El duque entró de pronto y cerró el libro bruscamente. Lo hizo tan rápido que estuvo a punto de pillarle la nariz a la terapeuta. Después, trabó el candado y se colgó la llave en el cuello.

– No vuelvas a hacerlo -dijo el anciano, con firmeza-. Son secretos de familia, querida. No pueden ser expuestos a cualquiera.

– No quiero ni pensar en los secretos que podrías ocultar en ese libro -preguntó Sara, en tono de broma.

– Juro que te sorprenderían. Todas las familias tienen sus secretos. Especialmente, las familias reales -afirmó, con picardía-. La realeza del mundo occidental es una especie de pequeño pueblo extendido en el tiempo y el espacio. En todas las casas reales hay santos, pecadores y chismosos. A veces, ciertos secretos pueden destronar a un rey, y en otras, cambiar el rumbo de la historia.

Sara se dio cuenta de que el duque parecía estar agobiado por las preocupaciones.

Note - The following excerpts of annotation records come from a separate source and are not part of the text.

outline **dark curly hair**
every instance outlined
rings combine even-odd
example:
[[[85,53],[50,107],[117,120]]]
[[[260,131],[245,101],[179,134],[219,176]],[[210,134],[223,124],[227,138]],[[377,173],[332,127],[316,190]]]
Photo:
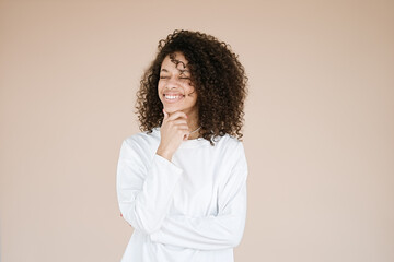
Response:
[[[197,93],[200,135],[212,145],[216,136],[230,134],[241,140],[247,76],[230,46],[200,32],[174,31],[159,41],[158,55],[146,70],[137,92],[140,130],[152,132],[163,121],[158,94],[164,58],[182,52],[188,61],[190,81]]]

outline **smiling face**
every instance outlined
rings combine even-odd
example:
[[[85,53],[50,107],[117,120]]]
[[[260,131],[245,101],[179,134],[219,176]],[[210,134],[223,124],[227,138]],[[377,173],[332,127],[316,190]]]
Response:
[[[181,110],[188,116],[197,114],[197,94],[192,85],[187,60],[182,52],[174,52],[164,58],[158,93],[166,112]]]

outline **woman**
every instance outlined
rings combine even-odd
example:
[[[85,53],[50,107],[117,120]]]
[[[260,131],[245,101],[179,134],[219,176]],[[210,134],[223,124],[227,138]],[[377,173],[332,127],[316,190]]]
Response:
[[[118,162],[119,207],[135,228],[121,261],[233,261],[246,216],[246,81],[212,36],[175,31],[159,43],[138,92],[143,132]]]

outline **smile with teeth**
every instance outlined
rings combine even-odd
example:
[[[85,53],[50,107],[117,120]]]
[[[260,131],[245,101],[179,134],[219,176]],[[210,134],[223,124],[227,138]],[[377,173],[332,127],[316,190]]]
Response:
[[[178,100],[181,98],[184,98],[185,96],[184,95],[169,95],[169,94],[164,94],[164,97],[166,100],[170,100],[170,102],[173,102],[173,100]]]

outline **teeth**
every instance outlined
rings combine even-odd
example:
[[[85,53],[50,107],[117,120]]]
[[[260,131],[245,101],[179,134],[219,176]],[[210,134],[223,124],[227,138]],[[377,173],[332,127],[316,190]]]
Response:
[[[176,99],[178,97],[182,97],[181,95],[164,95],[167,99]]]

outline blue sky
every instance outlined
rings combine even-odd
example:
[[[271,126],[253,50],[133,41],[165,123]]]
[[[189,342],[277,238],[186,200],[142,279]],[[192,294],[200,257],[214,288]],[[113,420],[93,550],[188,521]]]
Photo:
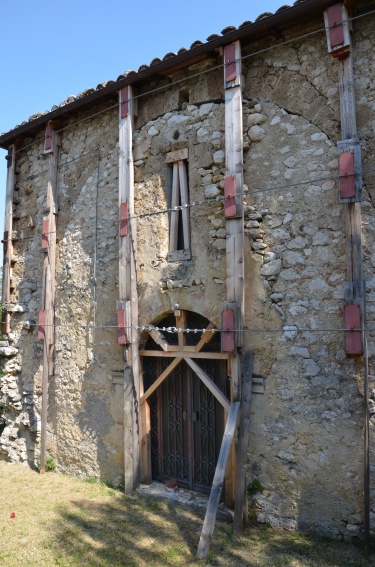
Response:
[[[189,48],[225,27],[275,12],[282,0],[126,0],[3,2],[0,132],[72,94],[115,80],[154,57]],[[6,186],[0,150],[0,234]]]

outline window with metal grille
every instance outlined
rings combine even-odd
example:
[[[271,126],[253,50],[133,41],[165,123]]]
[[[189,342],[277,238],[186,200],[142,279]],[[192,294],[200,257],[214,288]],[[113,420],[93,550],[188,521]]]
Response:
[[[170,168],[170,208],[168,260],[178,262],[191,259],[190,207],[188,182],[188,150],[167,154]]]

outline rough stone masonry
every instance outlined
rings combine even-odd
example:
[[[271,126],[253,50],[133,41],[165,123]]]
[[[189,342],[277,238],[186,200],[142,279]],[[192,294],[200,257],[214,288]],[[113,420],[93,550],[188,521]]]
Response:
[[[331,3],[321,2],[319,12],[318,4],[297,2],[241,28],[245,300],[240,352],[255,355],[246,482],[250,486],[257,480],[263,487],[256,495],[259,521],[350,538],[363,533],[364,367],[362,357],[347,356],[342,331],[347,239],[344,205],[338,199],[340,89],[337,61],[328,53],[322,31],[323,11]],[[372,6],[355,4],[357,14]],[[315,11],[306,21],[313,5]],[[269,30],[281,18],[282,39],[269,31],[253,34],[260,22]],[[358,18],[351,27],[362,147],[363,271],[371,328],[374,16]],[[176,57],[185,59],[178,65],[172,65],[170,56],[118,79],[118,88],[121,81],[132,80],[138,97],[132,151],[142,349],[148,348],[147,327],[171,317],[176,305],[218,329],[222,325],[228,273],[221,64],[222,47],[239,31],[229,29],[210,39],[207,45],[213,47],[205,52],[203,44],[193,44],[191,57],[182,50]],[[194,57],[194,50],[201,50],[199,56]],[[163,75],[158,73],[161,67]],[[147,81],[142,73],[149,73]],[[122,485],[129,394],[116,318],[118,89],[116,82],[101,87],[64,101],[45,116],[35,115],[0,137],[2,147],[15,144],[11,300],[5,305],[11,330],[0,343],[0,407],[5,419],[0,456],[37,466],[40,455],[43,341],[38,340],[38,317],[45,289],[41,233],[49,178],[49,154],[43,145],[46,124],[59,118],[54,373],[49,381],[47,452],[59,471]],[[85,99],[86,106],[80,106]],[[189,207],[191,257],[170,261],[167,209],[173,174],[166,156],[180,150],[188,150],[189,200],[194,203]],[[373,456],[371,332],[368,355]],[[160,358],[161,369],[165,360]],[[374,495],[372,481],[372,528]]]

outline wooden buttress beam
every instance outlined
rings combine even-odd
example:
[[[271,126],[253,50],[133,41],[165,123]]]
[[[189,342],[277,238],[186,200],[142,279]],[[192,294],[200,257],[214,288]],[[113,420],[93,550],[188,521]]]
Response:
[[[226,176],[235,177],[236,194],[243,189],[243,117],[241,45],[237,41],[224,49],[225,87],[225,167]],[[236,198],[236,218],[226,217],[226,299],[236,303],[243,320],[244,305],[244,231],[243,197]],[[232,400],[240,398],[241,368],[238,352],[232,357]]]
[[[138,353],[138,293],[136,278],[137,230],[134,218],[133,127],[136,99],[131,86],[119,91],[119,210],[128,203],[130,221],[127,234],[119,237],[119,300],[127,302],[129,314],[125,345],[124,400],[124,478],[125,492],[132,492],[140,478],[139,394],[140,361]],[[119,215],[120,216],[120,215]]]
[[[242,62],[241,44],[236,41],[224,48],[224,91],[225,91],[225,169],[226,180],[234,190],[235,197],[226,195],[224,201],[226,237],[226,301],[234,304],[236,322],[242,327],[244,309],[244,207],[243,207],[243,114],[242,114]],[[227,181],[228,186],[228,181]],[[228,192],[227,192],[228,193]],[[230,216],[228,205],[230,207]],[[236,348],[231,357],[231,399],[241,396],[241,357],[238,346],[241,333],[236,333]],[[234,444],[231,448],[227,474],[225,503],[235,502],[236,455]]]
[[[324,12],[324,20],[327,24],[341,22],[340,25],[332,26],[327,30],[328,51],[337,57],[338,83],[340,93],[340,116],[342,139],[358,143],[356,104],[354,90],[353,55],[351,40],[351,22],[349,14],[343,2],[329,7]],[[342,144],[343,142],[341,142]],[[340,147],[340,143],[339,143]],[[357,169],[362,170],[360,154]],[[360,188],[362,179],[359,179]],[[347,241],[347,273],[348,282],[344,284],[345,325],[352,320],[353,308],[360,317],[356,323],[357,328],[366,326],[366,286],[363,280],[363,252],[362,252],[362,222],[360,198],[343,204],[345,207],[346,241]],[[350,315],[350,316],[349,316]],[[369,554],[370,547],[370,447],[369,447],[369,411],[368,411],[368,350],[367,337],[362,331],[359,343],[352,340],[350,331],[346,332],[346,352],[348,356],[360,356],[365,359],[364,368],[364,445],[363,445],[363,523],[365,535],[365,555]],[[357,332],[357,335],[359,333]],[[349,339],[349,340],[348,340]],[[362,344],[361,344],[362,343]],[[354,346],[354,348],[352,348]]]
[[[7,185],[5,197],[5,219],[4,219],[4,253],[3,253],[3,305],[10,303],[10,284],[12,279],[12,254],[13,254],[13,195],[16,170],[16,147],[10,146],[7,159]],[[10,313],[3,310],[2,332],[10,333]]]
[[[239,407],[240,402],[233,402],[230,405],[228,420],[225,426],[223,441],[220,447],[220,453],[217,461],[214,480],[212,482],[210,498],[208,500],[202,533],[199,540],[197,557],[199,557],[200,559],[207,557],[210,550],[212,534],[215,528],[217,508],[219,506],[220,495],[223,489],[225,470],[227,467],[230,448],[236,429]]]
[[[45,472],[47,451],[48,386],[54,373],[55,345],[55,271],[56,271],[56,217],[58,213],[58,160],[60,136],[47,125],[51,136],[48,148],[47,211],[48,234],[46,235],[45,257],[43,262],[43,304],[45,311],[45,330],[43,341],[42,374],[42,415],[40,439],[40,473]],[[46,132],[47,132],[46,130]]]

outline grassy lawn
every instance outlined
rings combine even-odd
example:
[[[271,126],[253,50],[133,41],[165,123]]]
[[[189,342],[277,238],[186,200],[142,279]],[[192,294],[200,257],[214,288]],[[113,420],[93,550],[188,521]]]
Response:
[[[195,559],[203,519],[93,479],[39,475],[0,461],[0,566],[170,565],[361,567],[361,549],[253,526],[217,523],[210,555]],[[15,514],[11,518],[12,513]]]

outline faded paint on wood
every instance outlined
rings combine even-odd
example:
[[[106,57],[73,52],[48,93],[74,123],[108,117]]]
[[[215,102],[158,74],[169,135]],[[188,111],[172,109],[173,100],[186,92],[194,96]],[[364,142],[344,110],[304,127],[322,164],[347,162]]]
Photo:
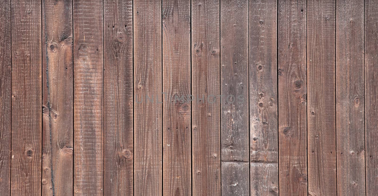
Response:
[[[11,1],[11,194],[37,195],[41,191],[42,154],[41,6],[21,0]]]
[[[190,1],[162,6],[163,194],[191,195]]]
[[[163,194],[161,4],[152,0],[135,0],[133,3],[134,194],[160,196]]]
[[[307,195],[306,1],[279,1],[279,191]]]
[[[277,3],[250,2],[250,194],[278,195]]]
[[[104,192],[132,195],[132,1],[104,1]]]
[[[102,2],[73,1],[74,194],[104,193]]]
[[[220,8],[216,0],[192,1],[193,195],[220,195]]]

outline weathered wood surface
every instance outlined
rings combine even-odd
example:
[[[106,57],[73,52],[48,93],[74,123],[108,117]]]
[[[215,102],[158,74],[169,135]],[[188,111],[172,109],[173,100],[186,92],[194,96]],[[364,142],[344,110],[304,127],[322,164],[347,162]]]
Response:
[[[365,2],[365,131],[366,195],[378,192],[378,4]],[[372,41],[374,40],[374,41]]]
[[[42,194],[73,192],[72,2],[42,2]]]
[[[162,1],[163,195],[192,194],[190,3]]]
[[[220,196],[220,5],[193,0],[191,6],[192,193]]]
[[[277,2],[249,2],[250,193],[253,196],[278,195],[277,10]]]
[[[308,193],[336,195],[335,1],[307,6]]]
[[[0,195],[378,190],[372,0],[0,2]]]
[[[249,177],[246,178],[245,174],[242,176],[233,173],[235,171],[249,173],[248,2],[220,2],[222,195],[249,194]],[[229,161],[240,162],[227,162]],[[235,183],[240,184],[231,185]]]
[[[102,3],[73,1],[74,194],[104,193]]]
[[[42,154],[41,2],[12,1],[11,7],[10,193],[37,195],[41,191]]]
[[[104,1],[104,193],[133,188],[132,1]]]
[[[365,194],[364,11],[363,2],[336,2],[336,150],[339,195]]]
[[[307,195],[306,1],[278,2],[279,192]]]
[[[163,194],[161,4],[153,0],[133,3],[134,194],[160,196]]]
[[[11,2],[0,2],[0,193],[9,195],[11,185],[12,54]]]

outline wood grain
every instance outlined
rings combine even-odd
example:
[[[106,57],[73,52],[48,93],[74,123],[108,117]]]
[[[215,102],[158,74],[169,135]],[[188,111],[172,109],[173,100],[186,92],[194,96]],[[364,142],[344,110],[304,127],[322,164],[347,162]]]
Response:
[[[132,1],[104,1],[104,192],[132,195]]]
[[[42,154],[41,5],[20,0],[11,1],[11,194],[37,195],[41,191]]]
[[[365,3],[365,131],[366,145],[366,195],[378,192],[378,4]]]
[[[102,2],[73,1],[74,193],[104,193]]]
[[[306,1],[279,1],[279,192],[307,195]]]
[[[336,2],[337,194],[365,194],[364,3]]]
[[[73,190],[72,2],[44,0],[42,16],[42,194],[68,195]]]
[[[163,194],[191,195],[190,2],[162,5]]]
[[[240,162],[222,164],[222,195],[249,194],[249,178],[233,173],[249,173],[248,8],[246,0],[220,2],[221,160]]]
[[[336,195],[335,1],[307,3],[308,193]]]
[[[11,193],[12,54],[11,2],[0,1],[0,193]]]
[[[249,2],[250,176],[253,196],[278,195],[277,10],[276,2]]]
[[[220,195],[220,9],[216,0],[192,1],[193,195]]]
[[[134,194],[160,196],[163,194],[161,4],[153,0],[135,0],[133,3]]]

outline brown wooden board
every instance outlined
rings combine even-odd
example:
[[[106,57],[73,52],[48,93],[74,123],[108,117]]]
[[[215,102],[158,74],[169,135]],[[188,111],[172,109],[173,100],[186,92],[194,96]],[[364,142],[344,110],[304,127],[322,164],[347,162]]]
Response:
[[[11,7],[11,194],[37,195],[42,154],[41,2],[12,1]]]
[[[42,194],[73,193],[72,1],[42,2]]]
[[[11,2],[0,1],[0,193],[9,195],[11,188],[12,55]]]
[[[307,3],[308,193],[336,195],[335,3]]]
[[[192,1],[193,195],[220,195],[219,14],[216,0]]]
[[[366,195],[378,193],[378,4],[365,2],[365,131]]]
[[[164,195],[192,194],[190,3],[162,1]]]
[[[104,193],[102,2],[73,1],[74,193]]]
[[[222,195],[249,194],[249,178],[233,174],[249,173],[248,9],[247,0],[220,2],[221,160],[240,162],[222,164]]]
[[[277,3],[249,2],[250,194],[278,195]]]
[[[133,3],[134,194],[160,196],[163,194],[161,3],[153,0]]]
[[[365,194],[364,2],[336,2],[337,194]]]
[[[307,195],[306,1],[278,3],[279,192]]]
[[[104,1],[104,193],[132,195],[132,1]]]

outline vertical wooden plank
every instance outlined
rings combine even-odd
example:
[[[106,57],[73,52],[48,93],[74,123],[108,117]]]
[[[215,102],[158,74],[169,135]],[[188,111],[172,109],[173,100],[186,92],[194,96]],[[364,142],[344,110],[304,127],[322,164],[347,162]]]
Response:
[[[103,194],[102,2],[73,1],[74,193]]]
[[[220,9],[216,0],[192,1],[193,195],[220,195]]]
[[[336,2],[337,194],[364,195],[364,2]]]
[[[248,0],[220,1],[222,195],[249,192],[248,9]]]
[[[11,188],[12,59],[11,2],[1,2],[0,20],[0,193],[9,195]]]
[[[132,1],[104,1],[104,191],[132,195]]]
[[[365,131],[366,195],[378,192],[378,4],[366,0],[365,5]]]
[[[12,195],[41,194],[41,7],[40,2],[11,2]]]
[[[249,2],[251,195],[278,195],[277,3]]]
[[[133,3],[134,194],[160,196],[163,194],[161,2]]]
[[[68,195],[73,169],[72,2],[44,0],[42,16],[42,194]]]
[[[191,195],[190,1],[162,3],[163,194]]]
[[[280,194],[307,195],[306,1],[278,6]]]
[[[308,193],[336,195],[335,2],[307,3]]]

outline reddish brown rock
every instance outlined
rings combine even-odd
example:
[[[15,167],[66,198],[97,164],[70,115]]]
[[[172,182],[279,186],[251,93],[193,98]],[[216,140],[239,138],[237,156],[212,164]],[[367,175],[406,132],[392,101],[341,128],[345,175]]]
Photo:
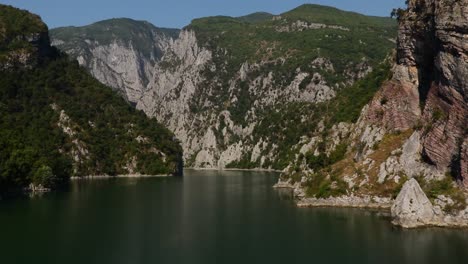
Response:
[[[465,138],[460,152],[460,179],[468,189],[468,137]]]
[[[369,105],[366,119],[389,131],[404,131],[417,125],[421,117],[419,93],[411,83],[386,83]]]

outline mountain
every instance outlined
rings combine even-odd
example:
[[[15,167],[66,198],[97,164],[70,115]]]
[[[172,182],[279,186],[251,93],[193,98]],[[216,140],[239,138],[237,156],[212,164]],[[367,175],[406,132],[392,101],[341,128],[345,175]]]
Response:
[[[173,131],[188,166],[283,169],[324,124],[329,107],[337,109],[329,119],[358,118],[387,78],[382,61],[396,32],[394,19],[318,5],[274,16],[200,18],[167,42],[145,88],[100,79]],[[67,48],[73,40],[52,37],[94,76],[100,69],[89,65],[98,57],[109,65],[123,52],[89,44],[105,56],[86,57]],[[118,56],[126,58],[122,65],[134,61]]]
[[[468,226],[466,14],[466,1],[408,1],[390,80],[356,123],[316,129],[278,186],[301,206],[391,207],[403,227]]]
[[[70,176],[176,174],[174,135],[53,48],[40,17],[0,5],[0,196]]]
[[[136,102],[153,79],[155,63],[179,31],[117,18],[84,27],[56,28],[50,34],[52,45],[66,50],[96,79]]]

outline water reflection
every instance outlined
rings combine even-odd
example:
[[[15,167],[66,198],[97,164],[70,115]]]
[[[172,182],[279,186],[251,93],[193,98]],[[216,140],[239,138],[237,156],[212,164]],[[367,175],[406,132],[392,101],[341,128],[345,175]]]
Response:
[[[74,182],[0,203],[2,263],[466,263],[468,232],[405,231],[378,211],[296,208],[278,175]],[[27,249],[27,250],[24,250]]]

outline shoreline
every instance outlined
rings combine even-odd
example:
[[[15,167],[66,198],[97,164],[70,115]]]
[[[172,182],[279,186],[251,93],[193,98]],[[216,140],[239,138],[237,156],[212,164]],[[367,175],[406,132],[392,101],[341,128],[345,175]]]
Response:
[[[276,173],[281,173],[283,171],[281,170],[274,170],[274,169],[261,169],[261,168],[256,168],[256,169],[237,169],[237,168],[196,168],[196,167],[187,167],[184,168],[184,170],[197,170],[197,171],[251,171],[251,172],[276,172]]]
[[[158,175],[140,175],[140,174],[123,174],[123,175],[89,175],[89,176],[73,176],[70,177],[71,181],[77,180],[98,180],[98,179],[121,179],[121,178],[166,178],[173,177],[172,174],[158,174]]]

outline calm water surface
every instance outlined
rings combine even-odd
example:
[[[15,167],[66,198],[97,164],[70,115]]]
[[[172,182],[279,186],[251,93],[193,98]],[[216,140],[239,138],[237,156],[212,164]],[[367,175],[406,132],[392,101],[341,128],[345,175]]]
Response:
[[[0,263],[468,263],[468,232],[404,231],[364,210],[300,209],[277,174],[74,182],[0,202]]]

– Interesante -comentó ella -, pero no he venido aquí para espiar tus secretos. De hecho, sólo quería asegurarme de que supieras lo que había pasado con Karina.

Él asintió.

– Lo sé y ruego que regrese sana y salva. Si fuera más joven, estaría moviendo cielo y tierra hasta encontrarla.

Sara miró al anciano con respeto. Había vivido mucho y sabía demasiado.

– ¿Por qué esa gente le haría algo así a Karina?

Él suspiró y su expresión se volvió aún más sombría.

– El viejo régimen aún tiene sus adeptos y muchos de ellos forman parte de estos grupos. Son nabotavianos, eso es todo.

Ella sonrió.

– Pero tú también eres de Nabotavia.

– Claro que sí. Como muchos inmigrantes, los Roseanova vivimos una vida bastante esquizofrénica, con un pie en el viejo mundo y otro en el nuevo. Afortunadamente, solemos tomar lo mejor de ambos mundos.